Stage 3 — Structured output

Time budget: ~3–5 days

In one line: Get the model to return a schema-validated object, not free-form text — the pattern that turns LLMs into reliable function-shaped components.

This is the most undersold stage in the roadmap. Once you can reliably get {category, priority, summary, confidence} back from a model — typed, validated, schema-checked — an enormous fraction of "AI features" reduce to a one-call function. Ticket triage, intent classification, form auto-fill, entity extraction, content moderation, sentiment, code review heuristics — same pattern.

In plain English

Free-form text from an LLM is hard to use in code: you have to parse it, hope it's well-formed, handle edge cases. Structured output flips this — you tell the model "return JSON matching this exact schema," and the provider's machinery (constrained decoding, JSON mode, function-calling under the hood) guarantees you get back something you can parse. Failure modes shrink from "model said something weird" to "model said something I can validate and re-prompt about."
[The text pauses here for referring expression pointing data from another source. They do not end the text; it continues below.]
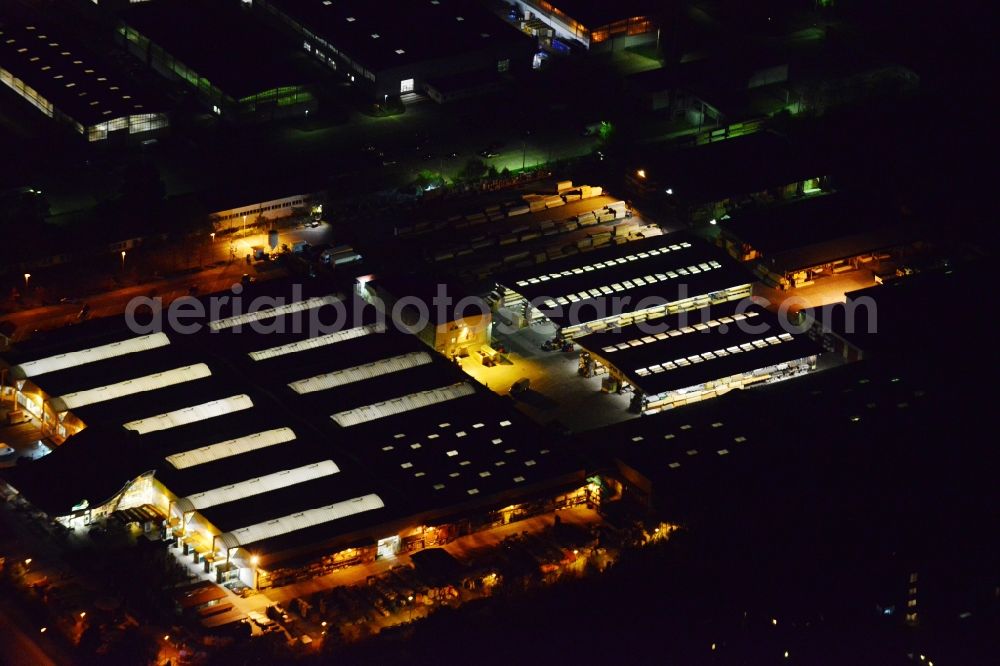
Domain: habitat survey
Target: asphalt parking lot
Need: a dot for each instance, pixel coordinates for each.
(558, 393)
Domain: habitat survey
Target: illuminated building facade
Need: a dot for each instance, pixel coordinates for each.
(595, 24)
(237, 67)
(60, 80)
(394, 48)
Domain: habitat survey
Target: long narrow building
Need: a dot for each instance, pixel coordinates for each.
(57, 76)
(269, 449)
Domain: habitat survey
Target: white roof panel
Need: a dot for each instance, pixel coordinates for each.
(191, 414)
(278, 311)
(318, 341)
(260, 485)
(300, 521)
(360, 372)
(231, 447)
(188, 373)
(93, 355)
(402, 404)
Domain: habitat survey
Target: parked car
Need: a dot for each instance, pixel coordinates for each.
(521, 386)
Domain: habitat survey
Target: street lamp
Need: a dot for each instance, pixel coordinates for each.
(254, 561)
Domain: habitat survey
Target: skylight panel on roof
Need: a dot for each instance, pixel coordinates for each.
(131, 386)
(300, 521)
(279, 311)
(230, 448)
(319, 341)
(191, 414)
(93, 355)
(262, 484)
(402, 404)
(360, 373)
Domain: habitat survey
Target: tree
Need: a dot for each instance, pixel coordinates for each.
(474, 169)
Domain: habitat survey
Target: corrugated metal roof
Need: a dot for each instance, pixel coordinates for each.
(257, 486)
(299, 521)
(278, 311)
(402, 404)
(601, 290)
(318, 341)
(231, 447)
(152, 382)
(360, 372)
(598, 265)
(93, 355)
(191, 414)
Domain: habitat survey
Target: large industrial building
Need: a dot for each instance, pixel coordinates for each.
(792, 244)
(684, 358)
(708, 182)
(627, 283)
(272, 454)
(399, 47)
(235, 65)
(60, 79)
(595, 24)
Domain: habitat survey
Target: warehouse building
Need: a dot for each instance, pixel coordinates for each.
(61, 80)
(270, 454)
(624, 284)
(692, 356)
(595, 24)
(237, 67)
(707, 182)
(447, 320)
(793, 244)
(398, 48)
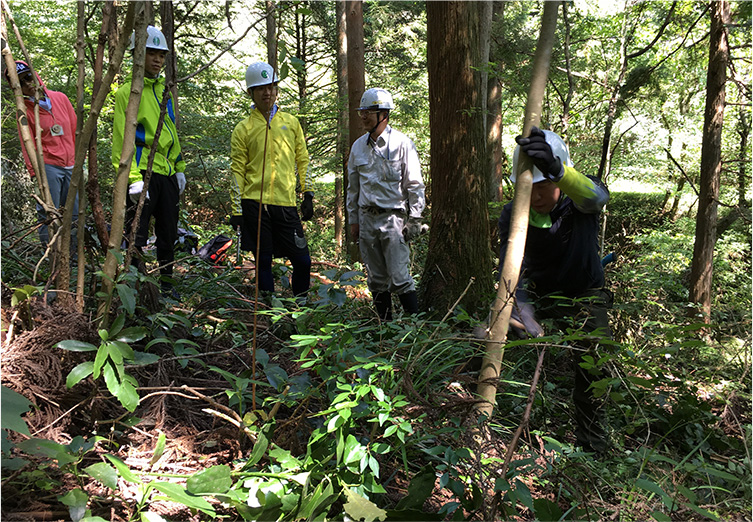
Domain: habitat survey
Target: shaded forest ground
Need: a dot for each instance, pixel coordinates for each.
(679, 410)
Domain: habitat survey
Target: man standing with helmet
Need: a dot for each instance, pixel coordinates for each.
(57, 120)
(385, 202)
(562, 278)
(266, 148)
(168, 180)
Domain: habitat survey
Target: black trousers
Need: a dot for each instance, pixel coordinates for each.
(163, 202)
(587, 312)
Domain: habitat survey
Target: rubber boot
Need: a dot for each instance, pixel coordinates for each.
(383, 305)
(409, 300)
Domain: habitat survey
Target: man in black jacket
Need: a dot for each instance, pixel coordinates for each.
(562, 277)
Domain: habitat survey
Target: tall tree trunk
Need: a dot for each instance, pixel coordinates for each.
(108, 29)
(494, 120)
(120, 190)
(356, 87)
(701, 269)
(81, 62)
(459, 247)
(499, 316)
(342, 121)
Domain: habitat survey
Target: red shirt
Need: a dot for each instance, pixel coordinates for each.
(58, 150)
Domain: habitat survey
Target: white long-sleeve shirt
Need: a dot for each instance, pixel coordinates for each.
(385, 174)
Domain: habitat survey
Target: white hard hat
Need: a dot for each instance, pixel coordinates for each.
(260, 73)
(154, 39)
(559, 148)
(376, 99)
1. The shape of the problem

Goal: paste in a customer support email; get back a typed object you can route on.

{
  "category": "billing",        # one of a closed set
  "priority": "high",            # one of: low | medium | high | urgent
  "summary": "Customer charged twice for September subscription.",
  "needs_human": True,
  "confidence": 0.9,
}

Doing this with raw text + regex is misery: the model might say "Category: billing." or "billing" or "billing\n\n" or "I think this is billing, possibly account." Schema-constrained generation removes the entire class of parsing bugs.

2. Three ways to get structured output

In ascending order of reliability:

Approach	Reliability	Notes
"Reply in JSON" prompt + `json.loads()`	~80%	Model usually obliges; sometimes wraps in markdown fence; rarely emits trailing commas
`response_format={"type": "json_object"}` (OpenAI JSON mode)	~98%	Guarantees valid JSON syntax — not schema correctness
`response_format={"type": "json_schema", ...}` (OpenAI Structured Outputs) / Anthropic tool-output-as-schema / Pydantic AI	~99.9%	Provider enforces the schema during decoding — invalid outputs are impossible by construction

Always use option 3 when available. Options 1 and 2 are fallbacks for older models or providers that don't yet support strict schemas.
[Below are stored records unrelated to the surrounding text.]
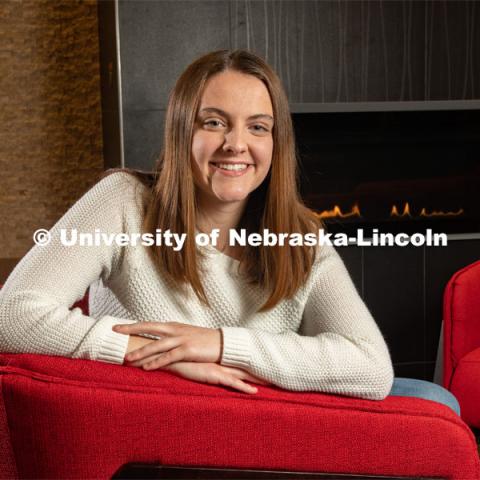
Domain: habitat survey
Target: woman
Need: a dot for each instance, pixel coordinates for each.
(227, 314)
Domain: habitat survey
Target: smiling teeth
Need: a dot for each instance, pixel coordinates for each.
(236, 166)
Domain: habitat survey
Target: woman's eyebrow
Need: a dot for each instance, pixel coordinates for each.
(225, 114)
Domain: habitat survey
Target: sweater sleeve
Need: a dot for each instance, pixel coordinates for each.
(339, 349)
(35, 300)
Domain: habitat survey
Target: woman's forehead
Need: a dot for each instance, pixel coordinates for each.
(231, 90)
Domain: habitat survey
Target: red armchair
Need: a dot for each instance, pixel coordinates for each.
(64, 418)
(461, 360)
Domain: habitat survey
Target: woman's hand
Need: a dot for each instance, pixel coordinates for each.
(179, 342)
(217, 375)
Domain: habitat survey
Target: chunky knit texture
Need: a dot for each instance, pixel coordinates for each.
(324, 339)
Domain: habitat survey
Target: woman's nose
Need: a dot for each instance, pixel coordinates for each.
(235, 141)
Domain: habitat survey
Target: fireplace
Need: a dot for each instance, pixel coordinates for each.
(397, 171)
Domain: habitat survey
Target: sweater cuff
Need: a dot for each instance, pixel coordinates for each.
(113, 345)
(236, 347)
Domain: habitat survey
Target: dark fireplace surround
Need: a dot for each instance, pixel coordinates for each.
(397, 171)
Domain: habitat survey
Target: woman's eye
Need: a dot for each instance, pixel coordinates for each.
(213, 123)
(260, 129)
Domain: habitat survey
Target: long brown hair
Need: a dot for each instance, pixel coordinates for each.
(275, 205)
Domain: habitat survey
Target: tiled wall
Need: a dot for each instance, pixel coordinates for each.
(50, 116)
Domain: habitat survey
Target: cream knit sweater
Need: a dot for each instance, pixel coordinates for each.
(324, 339)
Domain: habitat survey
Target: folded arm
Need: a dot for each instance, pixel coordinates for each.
(339, 348)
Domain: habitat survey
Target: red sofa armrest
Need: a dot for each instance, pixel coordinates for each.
(461, 316)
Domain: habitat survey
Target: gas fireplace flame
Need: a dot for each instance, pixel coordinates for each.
(423, 212)
(336, 212)
(405, 213)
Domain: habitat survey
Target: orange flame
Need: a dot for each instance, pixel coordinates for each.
(406, 211)
(337, 212)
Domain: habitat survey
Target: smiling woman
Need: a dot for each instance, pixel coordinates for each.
(284, 315)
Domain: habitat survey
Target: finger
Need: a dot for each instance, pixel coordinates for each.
(244, 375)
(239, 385)
(155, 347)
(153, 328)
(164, 359)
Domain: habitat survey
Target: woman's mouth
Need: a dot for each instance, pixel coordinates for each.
(231, 169)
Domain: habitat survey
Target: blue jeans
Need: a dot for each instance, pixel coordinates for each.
(412, 387)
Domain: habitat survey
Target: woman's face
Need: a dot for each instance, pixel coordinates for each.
(232, 139)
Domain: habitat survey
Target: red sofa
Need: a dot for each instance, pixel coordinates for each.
(461, 347)
(64, 418)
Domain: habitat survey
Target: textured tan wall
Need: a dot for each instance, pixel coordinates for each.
(50, 115)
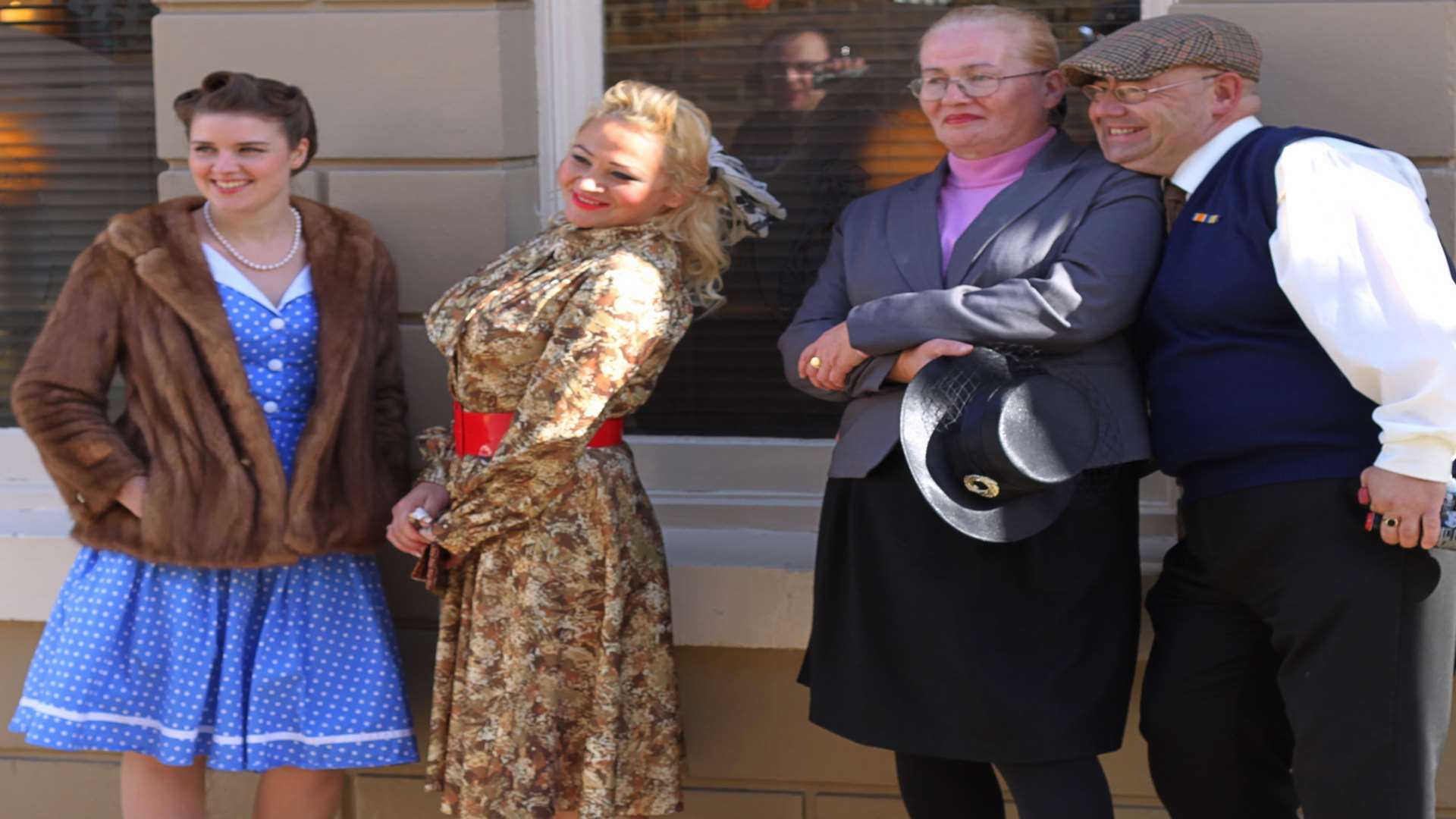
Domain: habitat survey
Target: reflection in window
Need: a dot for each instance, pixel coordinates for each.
(77, 145)
(810, 93)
3. The Python version (with Pydantic)

# stage-3/triage.py
from typing import Literal
from pydantic import BaseModel, Field
from openai import OpenAI
from dotenv import load_dotenv

load_dotenv()
client = OpenAI()


class TriageResult(BaseModel):
    category: Literal["billing", "technical", "account", "feedback", "other"]
    priority: Literal["low", "medium", "high", "urgent"]
    summary: str = Field(description="One sentence summary of the ticket.")
    needs_human: bool = Field(description="True if a human agent should look at this before the bot replies.")
    confidence: float = Field(ge=0.0, le=1.0, description="Model's confidence in this classification, 0-1.")


SYSTEM = """You triage incoming customer support emails.
Return your analysis using the provided schema.
If you're unsure, lower your confidence and set needs_human=true."""


def triage(email_body: str) -> TriageResult:
    completion = client.chat.completions.parse(
        model="gpt-5-mini",
        messages=[
            {"role": "system", "content": SYSTEM},
            {"role": "user", "content": email_body},
        ],
        response_format=TriageResult,
    )
    return completion.choices[0].message.parsed


if __name__ == "__main__":
    email = """Hi, I was charged twice for my September subscription -
    once on the 1st and once on the 5th. Card ending 4242. Please refund."""
    result = triage(email)
    print(result.model_dump_json(indent=2))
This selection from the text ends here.